Now here’s a legend, presented by Muscle Car of the Week. This street version of Dan Gurney’s All American Racers Trans-Am car is a ‘Cuda of a different color. Blue Fire Metallic to be exact. B5 Blue to the Mopar code-crazy crew. What makes it extra special is it’s the same color inside. You’d think it would be blue-too-much but with the contrasting organisol-coated black hood, it works.
The 290 horse-power (yeah, right) 340 Six-Barrel motor provides the get-along for all AAR ‘Cudas from 1970. Some have said the manufacturers colluded on their Trans-Am car power-ratings as the Ford Boss 302 and the Chevrolet Z/28 302 also had 290 horsepower. Hmm. Two-hundred-ninety net horsepower maybe.
Special fender tags under the hood of the more than 2,700 AAR ‘Cudas built offer clues to their authenticity. Most AARs will have a fender tag that reads ‘Trans Am’ affixed there and it will sit right next to the option code-filled fender tag. On that option code tag will be a date code which indicates the car’s build-date. These cars were “batch-built” meaning a bunch of them were manufactured around the same couple of months of the year.

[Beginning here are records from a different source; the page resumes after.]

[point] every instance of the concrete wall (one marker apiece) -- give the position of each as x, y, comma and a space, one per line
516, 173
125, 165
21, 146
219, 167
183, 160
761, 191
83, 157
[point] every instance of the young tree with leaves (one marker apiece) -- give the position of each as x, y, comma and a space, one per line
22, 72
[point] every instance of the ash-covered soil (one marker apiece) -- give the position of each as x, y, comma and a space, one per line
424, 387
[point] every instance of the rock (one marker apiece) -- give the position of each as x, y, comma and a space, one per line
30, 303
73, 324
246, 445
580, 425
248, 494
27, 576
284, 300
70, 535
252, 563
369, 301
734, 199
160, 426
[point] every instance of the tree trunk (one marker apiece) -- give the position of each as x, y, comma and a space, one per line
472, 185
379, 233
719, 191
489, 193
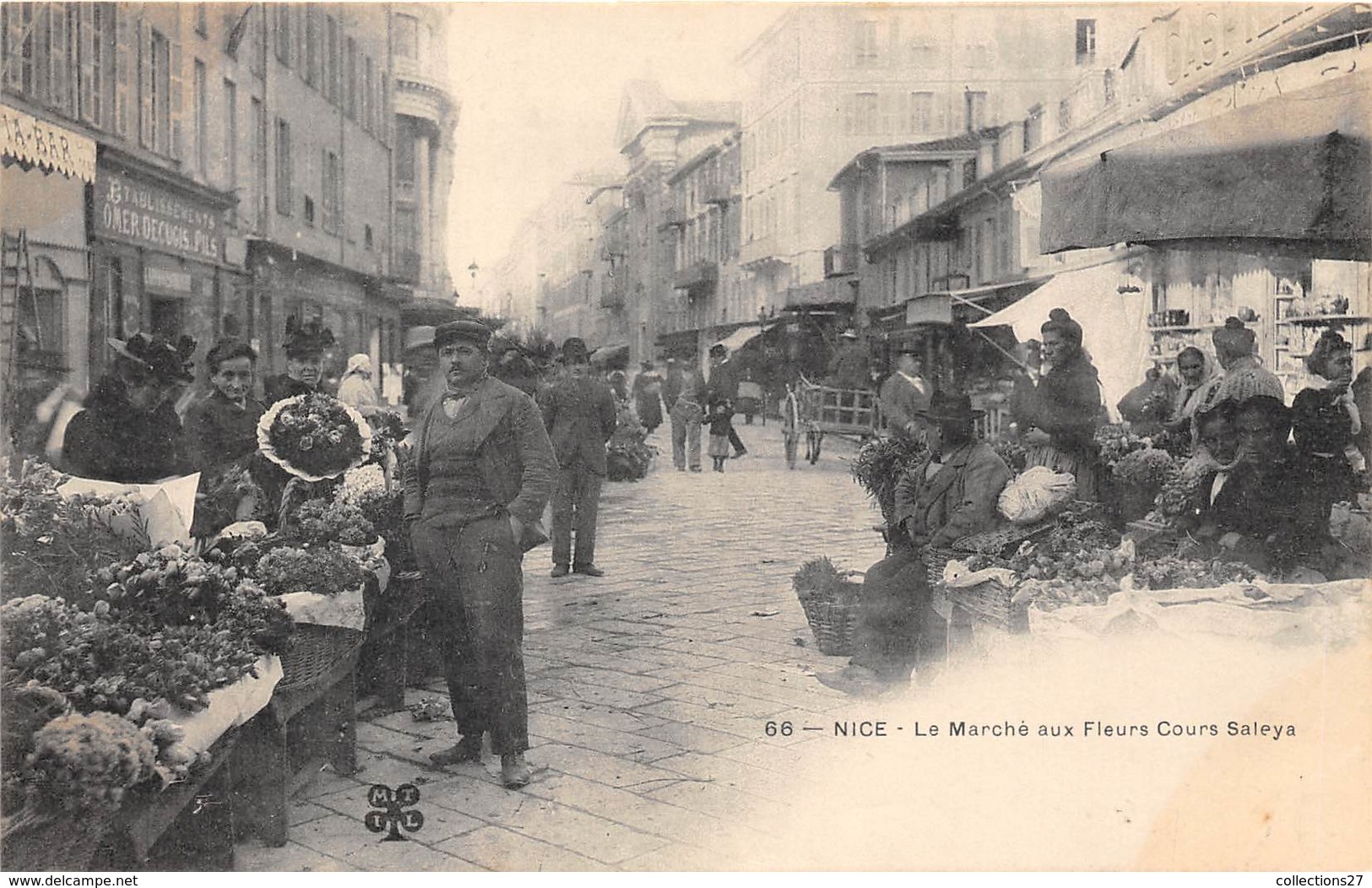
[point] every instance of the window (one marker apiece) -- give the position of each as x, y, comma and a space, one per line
230, 132
921, 113
1033, 128
285, 37
202, 124
1086, 41
976, 103
865, 43
406, 37
333, 194
258, 162
283, 168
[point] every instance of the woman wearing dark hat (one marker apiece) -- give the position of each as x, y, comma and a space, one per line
1060, 414
305, 348
129, 430
948, 495
1326, 420
474, 493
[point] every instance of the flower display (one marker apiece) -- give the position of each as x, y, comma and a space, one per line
314, 436
88, 761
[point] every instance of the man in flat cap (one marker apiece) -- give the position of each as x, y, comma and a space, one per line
474, 495
581, 416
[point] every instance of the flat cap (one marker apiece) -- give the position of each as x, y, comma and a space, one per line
468, 331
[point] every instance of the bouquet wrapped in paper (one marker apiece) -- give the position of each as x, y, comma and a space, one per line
314, 436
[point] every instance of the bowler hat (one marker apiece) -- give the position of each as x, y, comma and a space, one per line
158, 357
575, 352
950, 408
463, 331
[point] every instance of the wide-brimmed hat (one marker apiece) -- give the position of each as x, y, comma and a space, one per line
950, 408
463, 331
306, 339
158, 357
575, 352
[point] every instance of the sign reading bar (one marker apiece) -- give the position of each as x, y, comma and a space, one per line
30, 140
153, 216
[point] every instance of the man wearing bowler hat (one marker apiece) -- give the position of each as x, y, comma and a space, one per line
581, 416
475, 490
904, 396
948, 495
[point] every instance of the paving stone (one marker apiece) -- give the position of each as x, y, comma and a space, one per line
507, 851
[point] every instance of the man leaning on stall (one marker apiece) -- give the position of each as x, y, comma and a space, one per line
474, 495
948, 495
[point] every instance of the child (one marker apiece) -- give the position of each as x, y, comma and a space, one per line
720, 423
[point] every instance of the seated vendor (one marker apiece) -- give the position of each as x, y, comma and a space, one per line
1262, 506
948, 495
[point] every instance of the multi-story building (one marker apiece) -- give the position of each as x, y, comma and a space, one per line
827, 83
223, 168
707, 283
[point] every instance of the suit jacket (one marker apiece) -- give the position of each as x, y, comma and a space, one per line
900, 399
959, 500
513, 455
581, 416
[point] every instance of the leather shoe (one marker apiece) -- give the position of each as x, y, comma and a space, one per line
515, 772
467, 750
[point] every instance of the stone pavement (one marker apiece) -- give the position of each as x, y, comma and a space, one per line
651, 690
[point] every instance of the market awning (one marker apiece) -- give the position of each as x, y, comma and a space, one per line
1112, 322
741, 337
1290, 168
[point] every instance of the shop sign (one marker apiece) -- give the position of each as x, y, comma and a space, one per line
929, 309
30, 140
154, 216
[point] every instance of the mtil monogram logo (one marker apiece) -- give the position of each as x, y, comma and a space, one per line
391, 810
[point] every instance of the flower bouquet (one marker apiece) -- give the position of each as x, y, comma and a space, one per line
314, 436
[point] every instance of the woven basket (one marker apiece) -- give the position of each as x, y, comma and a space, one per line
833, 624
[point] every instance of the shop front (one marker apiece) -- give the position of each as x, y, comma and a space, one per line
160, 257
43, 180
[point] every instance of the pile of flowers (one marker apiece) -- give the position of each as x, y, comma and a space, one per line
314, 436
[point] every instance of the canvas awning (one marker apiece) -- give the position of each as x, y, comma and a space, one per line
1112, 322
1293, 168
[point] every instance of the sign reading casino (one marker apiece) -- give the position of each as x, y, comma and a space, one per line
151, 216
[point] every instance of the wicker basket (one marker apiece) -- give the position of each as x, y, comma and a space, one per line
833, 624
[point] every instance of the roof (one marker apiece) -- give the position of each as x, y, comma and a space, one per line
936, 150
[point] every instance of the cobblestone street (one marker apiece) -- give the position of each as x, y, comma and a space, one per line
649, 690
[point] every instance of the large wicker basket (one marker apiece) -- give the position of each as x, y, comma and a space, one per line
833, 624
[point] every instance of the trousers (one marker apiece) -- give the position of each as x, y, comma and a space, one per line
575, 510
476, 583
686, 416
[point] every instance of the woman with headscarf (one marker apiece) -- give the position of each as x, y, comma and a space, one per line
1244, 375
357, 388
1198, 375
1326, 420
1058, 414
129, 430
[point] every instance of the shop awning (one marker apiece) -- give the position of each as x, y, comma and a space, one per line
1112, 322
1290, 168
741, 337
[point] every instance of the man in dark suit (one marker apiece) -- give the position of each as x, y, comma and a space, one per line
579, 414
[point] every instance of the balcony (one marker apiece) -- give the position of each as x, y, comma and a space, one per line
702, 275
717, 192
612, 293
406, 267
841, 261
830, 291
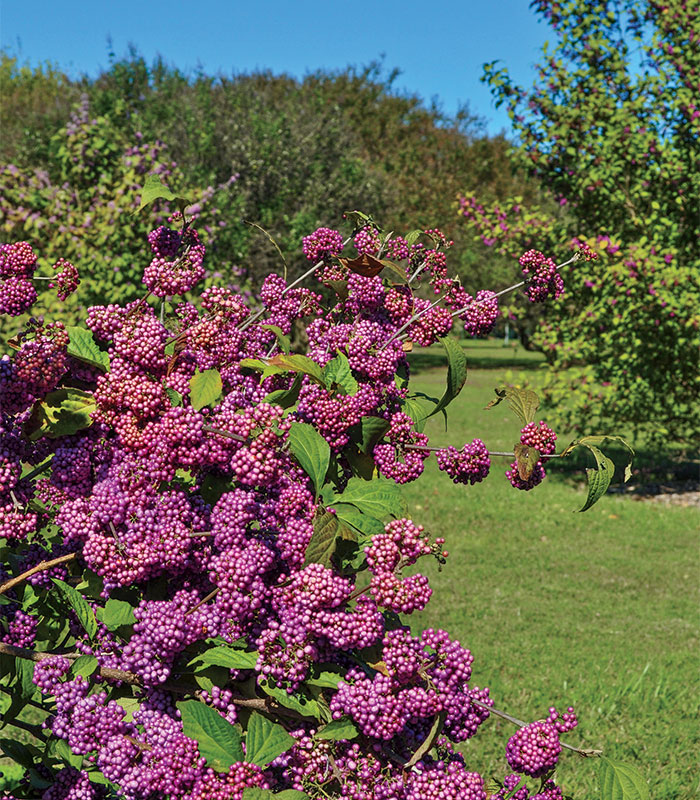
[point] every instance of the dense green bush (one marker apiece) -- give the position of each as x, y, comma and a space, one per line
612, 127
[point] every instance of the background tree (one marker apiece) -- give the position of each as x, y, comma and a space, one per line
612, 129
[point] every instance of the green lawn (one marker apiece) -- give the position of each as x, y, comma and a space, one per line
596, 610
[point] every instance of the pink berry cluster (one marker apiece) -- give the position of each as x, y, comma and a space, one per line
542, 278
543, 439
471, 464
322, 244
17, 265
183, 491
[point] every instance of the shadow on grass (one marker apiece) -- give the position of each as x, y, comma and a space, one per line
480, 355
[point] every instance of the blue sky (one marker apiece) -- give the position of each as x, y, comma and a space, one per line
439, 47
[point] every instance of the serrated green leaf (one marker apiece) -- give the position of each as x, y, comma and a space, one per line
297, 701
378, 498
265, 740
205, 388
337, 371
311, 450
342, 728
282, 339
78, 603
285, 398
322, 545
294, 362
224, 656
154, 189
620, 781
60, 413
85, 666
116, 613
82, 345
456, 372
218, 741
174, 397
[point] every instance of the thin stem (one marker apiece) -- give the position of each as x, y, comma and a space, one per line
204, 600
38, 470
40, 567
410, 322
248, 321
236, 436
521, 724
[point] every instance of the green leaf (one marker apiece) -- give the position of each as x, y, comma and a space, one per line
282, 339
78, 603
85, 666
205, 388
82, 345
174, 397
323, 543
285, 398
61, 413
369, 526
154, 189
293, 363
585, 441
456, 372
368, 432
620, 781
378, 498
219, 742
338, 372
311, 450
523, 402
265, 740
116, 613
342, 728
297, 701
223, 656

If that date on the AAR you are looking at shows a fall 1969 date or a late spring, early summer 1970 date, chances are you are looking at a bogus AAR. It should be between March 10 and April 17, 1970.
The person who ordered this example wanted to row their own gears, specifying the New Process 4-speed. That makes this one of the 1,120 manual AARs built. All the better to spin the nubs off those G60-15 Polyglas GTs out out back. With smaller E60s on the front this one had a rake just like Gurney’s racers with the nose sniffing the pavement.
So how much fun is that? Console-shifted 4-speed, blue-blue color combo, cool side-exit exhaust and Trans Am lineage. This could be the perfect Mopar.